Глава VII. ТВОРЧЕСТВО
Где, однако, гарантия того, что красота чувственно воспринимаемых предметов отражает высшую истину? Такую гарантию Августин, как и все христианские теоретики, усматривает в идее творения мира Богом из ничего. Эта идея занимает видное место в мировоззренческой системе гиппонского мыслителя и является одним из главных опорных пунктов его философии. Именно она определила сущностное отличие философии Августина от плотиновской. Она в корне исключала основную идею неоплатонизма - концепцию эманации, поступенчатой передачи эйдосов[617]. Отсюда и особое внимание Августина к этой проблеме, и ряд противоречий в его системе.
Собственно, весь путь духовного становления африканского мыслителя в той или иной форме был связан с осознанием именно этой идеи. В юности его, устремившегося на всех парусах к высотам духовности, которая открылась ему в философии, оттолкнула от Библии своим примитивизмом, в частности, и идея творения, очень похожая на сказку для детей. Позже под влиянием неоплатонизма и аллегорической экзегезы Амвросия Медиоланского он увидел в Библии, и прежде всего в начальных главах Книги Бытия, духовные глубины, скрытые под буквальным уровнем текста. Это не только подняло в его глазах авторитет Писания, но и убедило в истинности христианского мировоззрения. И уже в Гиппоне, став духовным пастырем большого прихода, а позже и фактически главой африканской церкви, он пришел к сознательному принятию буквального смысла библейской идеи творения мира. При этом он не отказался и от ее аллегорического многозначного истолкования. Однако на первое место в зрелый период своего творчества он выдвигает буквальный смысл текста Книги Бытия.

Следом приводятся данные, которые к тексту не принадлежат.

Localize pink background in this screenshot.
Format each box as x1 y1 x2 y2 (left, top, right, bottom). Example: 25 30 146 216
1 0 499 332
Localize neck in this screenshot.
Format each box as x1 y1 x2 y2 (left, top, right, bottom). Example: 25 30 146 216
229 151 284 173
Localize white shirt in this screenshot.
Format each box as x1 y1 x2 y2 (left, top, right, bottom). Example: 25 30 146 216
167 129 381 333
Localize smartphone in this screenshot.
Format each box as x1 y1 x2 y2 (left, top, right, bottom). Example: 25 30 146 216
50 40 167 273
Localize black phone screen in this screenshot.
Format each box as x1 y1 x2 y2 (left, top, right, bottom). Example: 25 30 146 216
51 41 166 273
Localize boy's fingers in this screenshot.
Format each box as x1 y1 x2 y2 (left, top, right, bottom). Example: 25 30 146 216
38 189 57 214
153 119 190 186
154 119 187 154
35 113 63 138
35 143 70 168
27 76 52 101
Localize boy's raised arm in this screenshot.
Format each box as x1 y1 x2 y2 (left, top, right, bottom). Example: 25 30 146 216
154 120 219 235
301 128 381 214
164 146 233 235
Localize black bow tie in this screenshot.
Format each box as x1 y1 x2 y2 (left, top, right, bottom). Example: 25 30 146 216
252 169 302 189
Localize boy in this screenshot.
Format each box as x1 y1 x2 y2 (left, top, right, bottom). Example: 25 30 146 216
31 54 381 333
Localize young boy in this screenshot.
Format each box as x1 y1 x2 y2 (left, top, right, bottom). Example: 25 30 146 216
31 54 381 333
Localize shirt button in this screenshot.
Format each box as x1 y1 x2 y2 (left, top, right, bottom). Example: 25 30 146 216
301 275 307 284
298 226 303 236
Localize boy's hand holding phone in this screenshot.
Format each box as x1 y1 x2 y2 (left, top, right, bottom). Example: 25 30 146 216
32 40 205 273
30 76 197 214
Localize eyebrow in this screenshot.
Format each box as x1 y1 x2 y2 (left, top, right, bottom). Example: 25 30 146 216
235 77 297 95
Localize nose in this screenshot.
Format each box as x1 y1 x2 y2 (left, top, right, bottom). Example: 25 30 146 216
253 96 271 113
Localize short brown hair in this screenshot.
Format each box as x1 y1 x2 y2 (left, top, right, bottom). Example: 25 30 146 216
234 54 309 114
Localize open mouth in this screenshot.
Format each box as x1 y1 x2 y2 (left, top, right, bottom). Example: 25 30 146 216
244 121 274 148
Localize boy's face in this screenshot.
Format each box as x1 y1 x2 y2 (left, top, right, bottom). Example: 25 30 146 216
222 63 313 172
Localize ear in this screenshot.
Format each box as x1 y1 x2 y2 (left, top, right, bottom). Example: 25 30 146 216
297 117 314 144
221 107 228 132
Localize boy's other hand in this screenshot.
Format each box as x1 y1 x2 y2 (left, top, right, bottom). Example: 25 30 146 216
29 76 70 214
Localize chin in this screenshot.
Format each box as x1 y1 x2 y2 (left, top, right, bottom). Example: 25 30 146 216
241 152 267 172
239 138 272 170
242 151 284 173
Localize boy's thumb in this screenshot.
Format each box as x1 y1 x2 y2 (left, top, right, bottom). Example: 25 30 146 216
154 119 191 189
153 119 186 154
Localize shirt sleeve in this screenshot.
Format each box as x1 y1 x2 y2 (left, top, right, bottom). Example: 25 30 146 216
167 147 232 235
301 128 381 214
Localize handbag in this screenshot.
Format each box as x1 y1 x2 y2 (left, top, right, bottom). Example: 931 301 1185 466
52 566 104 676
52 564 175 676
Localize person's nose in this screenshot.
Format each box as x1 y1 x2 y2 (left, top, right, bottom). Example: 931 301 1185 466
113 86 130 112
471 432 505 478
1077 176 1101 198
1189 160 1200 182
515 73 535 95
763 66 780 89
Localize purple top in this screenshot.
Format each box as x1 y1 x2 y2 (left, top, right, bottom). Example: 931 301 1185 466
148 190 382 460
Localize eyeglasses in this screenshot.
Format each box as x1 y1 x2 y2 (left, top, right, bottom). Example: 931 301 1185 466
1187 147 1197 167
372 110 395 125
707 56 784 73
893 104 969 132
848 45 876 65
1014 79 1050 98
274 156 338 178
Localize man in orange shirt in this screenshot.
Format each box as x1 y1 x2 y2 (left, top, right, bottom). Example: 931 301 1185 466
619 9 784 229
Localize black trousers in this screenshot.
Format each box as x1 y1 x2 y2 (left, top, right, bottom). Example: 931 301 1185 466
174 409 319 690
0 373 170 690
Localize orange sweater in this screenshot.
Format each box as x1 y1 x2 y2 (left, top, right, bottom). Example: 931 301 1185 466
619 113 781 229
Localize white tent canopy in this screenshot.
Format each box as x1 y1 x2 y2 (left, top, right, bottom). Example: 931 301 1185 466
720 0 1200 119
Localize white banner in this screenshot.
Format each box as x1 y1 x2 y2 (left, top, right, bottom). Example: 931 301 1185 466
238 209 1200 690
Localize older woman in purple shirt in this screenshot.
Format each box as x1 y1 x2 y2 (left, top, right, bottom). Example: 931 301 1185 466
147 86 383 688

Конечно, нелегко было поклоннику Плотина, постигшему тонкости отвлеченной игры ума и познавшему вкус изящного плетения словес, поверить в безыскусный рассказ о шести днях творения. Но путь от высот античной культуры к христианскому мировоззрению у большинства Отцов Церкви в то время был именно таким: от сложной и утонченной интеллектуальной духовности к простым и безыскусным, даже примитивным радостям новой веры. Здесь действовала особая логика культурного развития, когда сама человеческая природа начинала не выдерживать слишком уж изощрившуюся
в духовных изысках культуру и требовала опрощения: спуститься с духовных высот на грешную землю с ее грязью, слезами, грубостью, чтобы набраться сил для нового духовного взлета, что и составляло специфическую черту христианства.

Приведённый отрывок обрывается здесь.